ASEAN KEY DESTINATIONS
Inflation slightly up at 2.8% in July
Inflation accelerated slightly in July on the back of higher prices of housing and utilities, as well as transport, education, and restaurant and miscellaneous services, data released by the Philippine Statistics Authority (PSA) showed Friday.
"The headline inflation at the national level accelerated by 2.8 percent in July 2017," the PSA said in a statement.
This is faster than the 2.7 percent downwardly revised inflation figures posted in June, and much faster than the 1.9 percent in July 2016.
The highest increases were notched by transport prices which went up by 3.8 percent; education by 2.3 percent; housing, water, electricity, gas and other fuels by 2.2 percent; and restaurant and miscellaneous goods and services by 2.1 percent.
The indices of food and non-alcoholic beverages rose by 3.3 percent; and furnishing, household equipment and routine maintenance of houses by 2 percent.
"However, this is still lower than market expectations of 3 percent, and well within government’s target of 2 to 4 percent," Socioeconomic Planning Secretary Ernesto Pernia said in a separate statement.
"Meanwhile, core inflation, which excludes select volatile food and energy prices, logged its lowest monthly record for the year of 2.1 percent in July 2017 from 2.6 percent in June," he said.
The inflation in July was a bit slower than median expectations given the steady depreciation of the peso and higher oil prices, said Guian Angelo Dumalagan, market economist at Land Bank of the Philippines.
"However, it is generally consistent with views of manageable inflation in the country," Dumalagan told GMA News Online.
ING Bank Manila senior economist Joey Cuyegkeng also said the July inflation rate of 2.8 percent confirms that inflation in the near term would remain moderate and in line with central bank's forecast for the year.
"Headline inflation is likely to remain in line with a 3-3.1 percent average inflation rate for 2017. This is despite possible intensification of energy-related price pressure which may result in higher August or September headline inflation. Power rate adjustments and higher oil prices may push headline inflation," Cuyegkeng noted.

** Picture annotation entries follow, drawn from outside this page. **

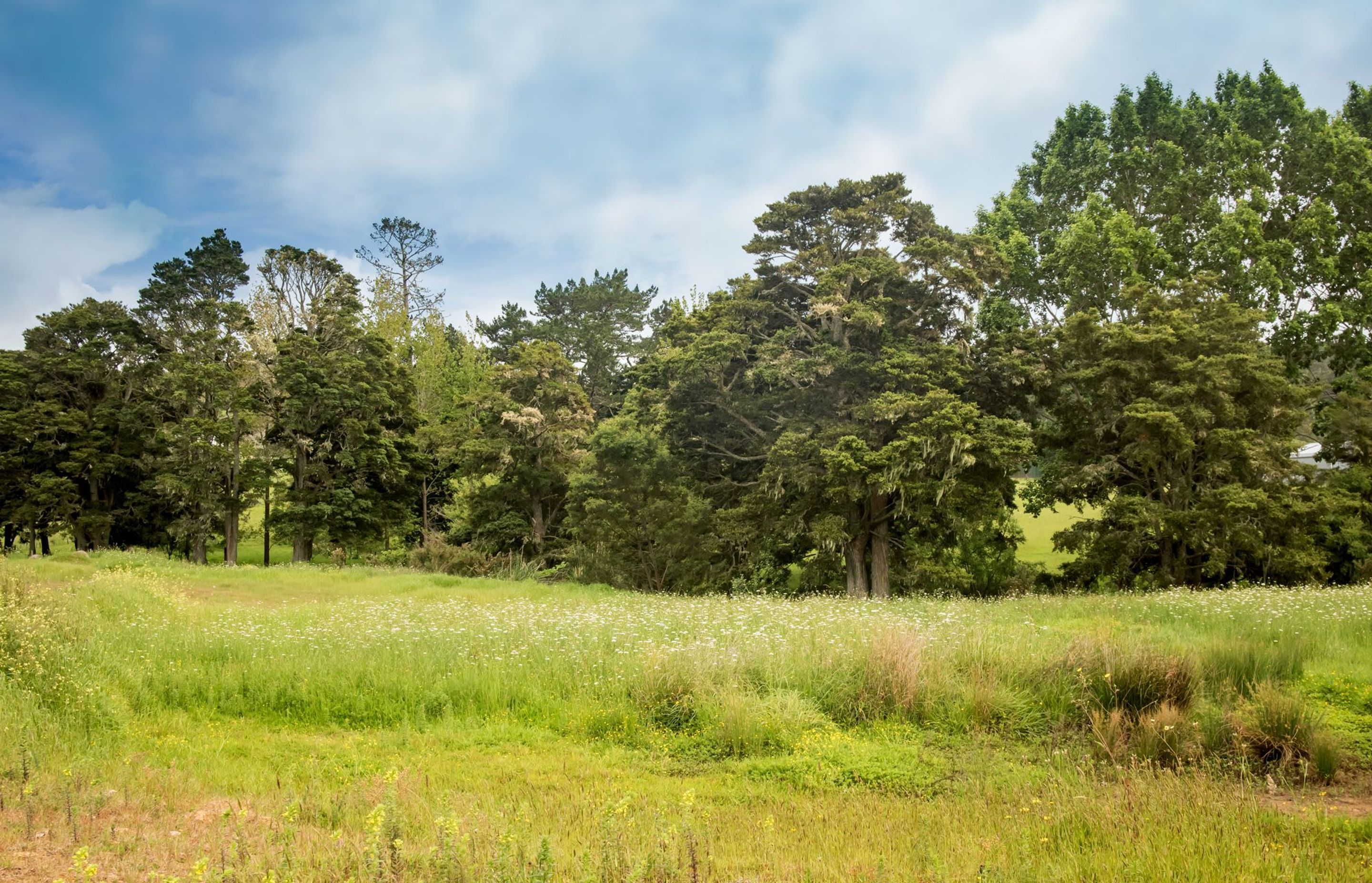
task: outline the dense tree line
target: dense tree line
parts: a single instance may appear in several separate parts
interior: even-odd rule
[[[708,295],[597,271],[465,332],[409,219],[365,281],[291,245],[250,274],[215,230],[132,310],[0,352],[5,548],[232,562],[251,511],[266,562],[274,536],[650,591],[1372,574],[1369,89],[1328,114],[1266,69],[1150,77],[1069,107],[970,232],[899,174],[756,230]],[[1088,513],[1062,574],[1017,562],[1017,506]]]

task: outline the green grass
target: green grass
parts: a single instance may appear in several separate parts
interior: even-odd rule
[[[1083,511],[1077,511],[1072,506],[1058,506],[1037,516],[1030,516],[1024,509],[1015,510],[1015,521],[1025,532],[1024,543],[1019,544],[1015,557],[1026,564],[1041,564],[1047,570],[1058,570],[1076,555],[1056,551],[1052,547],[1052,535],[1072,527],[1074,521],[1091,518],[1093,514],[1095,509],[1091,506]]]
[[[0,588],[7,879],[1327,880],[1372,860],[1372,825],[1320,798],[1365,794],[1372,587],[853,603],[103,553],[7,561]]]

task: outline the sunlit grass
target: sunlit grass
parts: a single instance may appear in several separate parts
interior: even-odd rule
[[[1369,587],[852,603],[134,553],[0,580],[23,592],[0,635],[19,879],[78,847],[123,879],[254,880],[1316,880],[1369,857],[1317,797],[1369,761]],[[1259,761],[1243,727],[1283,747]],[[1270,809],[1268,775],[1308,809]]]

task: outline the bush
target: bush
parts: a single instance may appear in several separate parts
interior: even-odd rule
[[[412,568],[450,576],[490,576],[499,564],[468,543],[453,546],[438,533],[429,533],[423,546],[410,551]]]

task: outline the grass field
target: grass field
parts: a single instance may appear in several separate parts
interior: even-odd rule
[[[1372,879],[1372,587],[0,564],[0,879]]]
[[[1072,527],[1073,521],[1089,518],[1093,514],[1095,509],[1092,507],[1077,511],[1072,506],[1062,505],[1056,509],[1044,510],[1037,516],[1030,516],[1024,509],[1017,510],[1015,521],[1019,524],[1019,529],[1025,532],[1025,539],[1019,544],[1015,557],[1019,561],[1041,564],[1048,570],[1056,570],[1067,561],[1072,561],[1073,555],[1054,550],[1052,535]]]

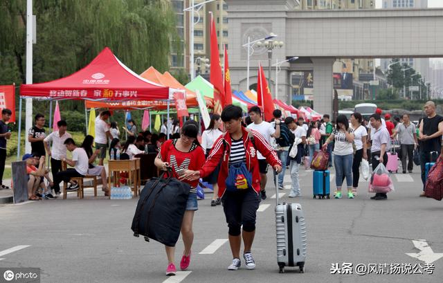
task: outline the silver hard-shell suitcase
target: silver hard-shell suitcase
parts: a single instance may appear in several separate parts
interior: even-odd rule
[[[300,273],[303,273],[307,248],[303,210],[299,203],[280,204],[278,181],[275,190],[277,263],[280,273],[284,272],[285,266],[298,266]]]

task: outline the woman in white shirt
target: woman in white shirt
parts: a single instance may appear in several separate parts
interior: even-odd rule
[[[355,112],[351,115],[351,133],[354,134],[354,144],[355,145],[355,154],[354,154],[354,161],[352,162],[352,194],[356,196],[357,188],[359,187],[359,179],[360,179],[360,163],[361,159],[368,160],[368,152],[366,151],[368,145],[366,138],[368,138],[368,131],[361,125],[363,117],[361,114]]]
[[[213,145],[215,140],[223,134],[223,132],[219,129],[222,125],[222,119],[220,116],[217,114],[213,115],[210,118],[210,122],[208,129],[201,134],[201,147],[206,152],[206,157],[209,155],[209,152],[213,148]],[[206,178],[204,178],[205,182],[208,182],[214,188],[214,194],[213,194],[213,200],[210,201],[210,206],[219,205],[222,201],[217,197],[219,194],[219,186],[217,183],[217,178],[219,175],[220,165],[217,167],[215,170]]]
[[[123,153],[127,154],[129,156],[129,159],[132,159],[134,156],[145,153],[144,151],[140,150],[136,147],[136,137],[134,136],[129,136],[127,137],[127,140],[123,146]]]
[[[348,131],[349,122],[345,116],[337,116],[336,127],[323,145],[325,150],[327,144],[334,140],[334,165],[335,166],[335,184],[337,187],[334,197],[341,199],[341,185],[343,183],[343,176],[346,176],[347,184],[347,198],[354,199],[352,194],[352,156],[354,155],[354,134]]]

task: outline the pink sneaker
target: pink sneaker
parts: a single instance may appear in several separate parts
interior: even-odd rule
[[[175,266],[174,265],[174,264],[170,264],[170,265],[168,266],[168,268],[166,269],[166,275],[168,276],[175,275],[175,273],[177,272],[177,271],[175,268]]]
[[[180,262],[180,269],[186,271],[189,267],[189,264],[191,263],[191,254],[186,256],[184,254],[181,257],[181,261]]]

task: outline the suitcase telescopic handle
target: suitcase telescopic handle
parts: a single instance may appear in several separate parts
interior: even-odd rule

Inflation risk in the next 12 to 18 months would be tax reform-induced price pressures that could push average inflation to around 3.5 percent in 2018, he added.
According to the PSA, the revised June inflation rate of 2.7 percent, from 2.8 percent, was a result of the following developments:
Lanao del Sur was included in computing the June 2017 CPI. The prices in May 2017 were used to represent prices for June 2017 as the basis for comparing with July 2017, as the province was able to conduct price surveys in sample municipalities outside Marawi City.
Lanao del Sur was not able to survey prices in Marawi City. Thus, the prices were based the price movements of commodities in the nearest province, Lanao del Norte.
Updated tuition fee from the province of Isabela was included in the computation of CPI for June 2017.
The July inflation rate is in line with the central bank inflation outlook of 3.1 percent for the year, and within the 2 to 4 percent target range of the government.